For lunch, we stopped by El Parian, more specifically, Paco’s. El Parian is a plaza that was turned into a performance space surrounded by restaurants. All of the restaurants have the same seating arrangements and furniture so it’s hard to tell them apart. Each restaurant’s name is written on the chair, which is the only way to know where you’re eating.
I don’t recommend Paco’s. It was the first imperfection of the excursion, haha. The only food that I liked was my husband’s queso and chorizo dip. Try another restaurant in El Parin. There are plenty of them.
El Parin gets a million points for atmosphere. Mature trees grow among the seating area, reaching their thick boughs into the open air above. Bamboo lanterns hang from the trees.

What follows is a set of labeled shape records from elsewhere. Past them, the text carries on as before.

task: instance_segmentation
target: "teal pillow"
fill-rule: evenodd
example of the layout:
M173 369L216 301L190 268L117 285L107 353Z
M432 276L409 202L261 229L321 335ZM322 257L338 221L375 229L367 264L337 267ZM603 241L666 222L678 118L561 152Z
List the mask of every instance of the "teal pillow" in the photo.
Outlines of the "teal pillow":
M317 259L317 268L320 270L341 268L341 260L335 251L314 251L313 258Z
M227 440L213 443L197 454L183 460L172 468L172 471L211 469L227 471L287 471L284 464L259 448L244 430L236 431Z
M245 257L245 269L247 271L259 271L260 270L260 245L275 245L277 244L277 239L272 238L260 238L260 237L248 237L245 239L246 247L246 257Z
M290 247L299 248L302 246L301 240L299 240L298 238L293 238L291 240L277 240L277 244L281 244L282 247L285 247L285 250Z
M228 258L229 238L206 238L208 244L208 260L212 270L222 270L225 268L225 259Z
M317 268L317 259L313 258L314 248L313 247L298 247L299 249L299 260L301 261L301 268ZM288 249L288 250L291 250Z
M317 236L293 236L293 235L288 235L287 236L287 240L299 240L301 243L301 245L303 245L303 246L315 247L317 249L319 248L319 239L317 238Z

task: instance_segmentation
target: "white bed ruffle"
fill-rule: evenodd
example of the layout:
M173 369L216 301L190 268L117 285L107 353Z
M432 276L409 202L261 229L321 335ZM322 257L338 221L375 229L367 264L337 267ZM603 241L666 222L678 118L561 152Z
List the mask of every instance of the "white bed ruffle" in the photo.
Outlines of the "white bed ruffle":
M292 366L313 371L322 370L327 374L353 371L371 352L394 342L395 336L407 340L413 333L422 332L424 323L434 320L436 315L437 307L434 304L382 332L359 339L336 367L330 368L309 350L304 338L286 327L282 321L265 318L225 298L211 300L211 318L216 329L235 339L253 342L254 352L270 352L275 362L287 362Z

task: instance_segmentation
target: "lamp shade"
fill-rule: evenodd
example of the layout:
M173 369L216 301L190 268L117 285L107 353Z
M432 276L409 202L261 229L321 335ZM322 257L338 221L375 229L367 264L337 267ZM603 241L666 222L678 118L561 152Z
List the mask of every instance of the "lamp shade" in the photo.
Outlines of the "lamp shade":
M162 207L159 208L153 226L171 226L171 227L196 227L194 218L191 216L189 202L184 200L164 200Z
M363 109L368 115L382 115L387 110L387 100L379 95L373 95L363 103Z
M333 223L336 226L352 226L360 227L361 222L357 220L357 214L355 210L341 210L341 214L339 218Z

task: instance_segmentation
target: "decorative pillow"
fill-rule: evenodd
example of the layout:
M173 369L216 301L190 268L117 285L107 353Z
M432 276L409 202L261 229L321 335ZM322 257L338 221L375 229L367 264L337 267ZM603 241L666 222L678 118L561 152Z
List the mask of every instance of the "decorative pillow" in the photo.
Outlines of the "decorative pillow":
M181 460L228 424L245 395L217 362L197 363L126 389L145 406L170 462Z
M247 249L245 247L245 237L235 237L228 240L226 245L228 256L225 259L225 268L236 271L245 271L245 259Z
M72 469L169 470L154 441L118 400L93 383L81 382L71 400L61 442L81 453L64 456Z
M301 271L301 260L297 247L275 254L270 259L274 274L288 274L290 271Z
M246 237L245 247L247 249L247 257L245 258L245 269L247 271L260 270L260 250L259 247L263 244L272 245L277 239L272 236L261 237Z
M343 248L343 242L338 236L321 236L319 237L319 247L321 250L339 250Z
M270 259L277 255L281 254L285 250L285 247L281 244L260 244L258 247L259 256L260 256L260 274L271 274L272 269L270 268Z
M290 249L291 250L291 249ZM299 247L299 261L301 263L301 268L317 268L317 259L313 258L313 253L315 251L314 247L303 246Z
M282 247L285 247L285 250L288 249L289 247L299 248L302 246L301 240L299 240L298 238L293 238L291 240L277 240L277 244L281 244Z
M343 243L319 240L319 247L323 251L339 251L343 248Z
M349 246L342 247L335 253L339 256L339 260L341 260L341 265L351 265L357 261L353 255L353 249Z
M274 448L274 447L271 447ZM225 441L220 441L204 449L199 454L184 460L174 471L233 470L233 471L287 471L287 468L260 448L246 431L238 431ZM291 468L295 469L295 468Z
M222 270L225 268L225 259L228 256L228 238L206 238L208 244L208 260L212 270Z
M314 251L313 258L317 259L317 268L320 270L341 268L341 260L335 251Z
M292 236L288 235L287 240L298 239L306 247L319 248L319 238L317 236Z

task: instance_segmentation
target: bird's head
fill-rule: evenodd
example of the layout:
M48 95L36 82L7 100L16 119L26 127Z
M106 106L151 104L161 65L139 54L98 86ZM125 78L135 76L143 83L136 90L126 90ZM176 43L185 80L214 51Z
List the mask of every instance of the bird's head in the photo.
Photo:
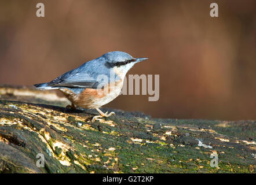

The entertainment is pretty good, too. There are at least four mariachi bands making rounds to serenade guests. The focal point of the space is a covered performance pavilion. It’s circular, which could make for an odd view for some guests, but the music resounds throughout the space. Lunchtime was quiet with the exception of the bands but I imagine this place is pretty awesome in the evenings during live performances.
Overall, Tlaquepaque is the perfect tourist town with the right amount of local charm and international conveniences for travelers.
- Check the tags; while many pieces are “hecho en Mexico,” I did find one shop that slipped in products from outside of the country.
- Bring money for public restrooms, usually $3-5 pesos.
- Double check your mode of transportation the day of travel. Bus routes are cancelled or rerouted during construction and events. Since it’s a tourist area, there are plenty of events.
- If you get a car, look closely for parking areas tucked underground or between buildings. They’re hard to spot.
- Drink bottled beverages or alcohol. Avoid the ice.
- Everything in Tlaquepaque is notably more expensive than elsewhere in the city but you are getting what you pay for. The quality is great. You can find cheaper variations in Tonalá but the quality there is inconsistent.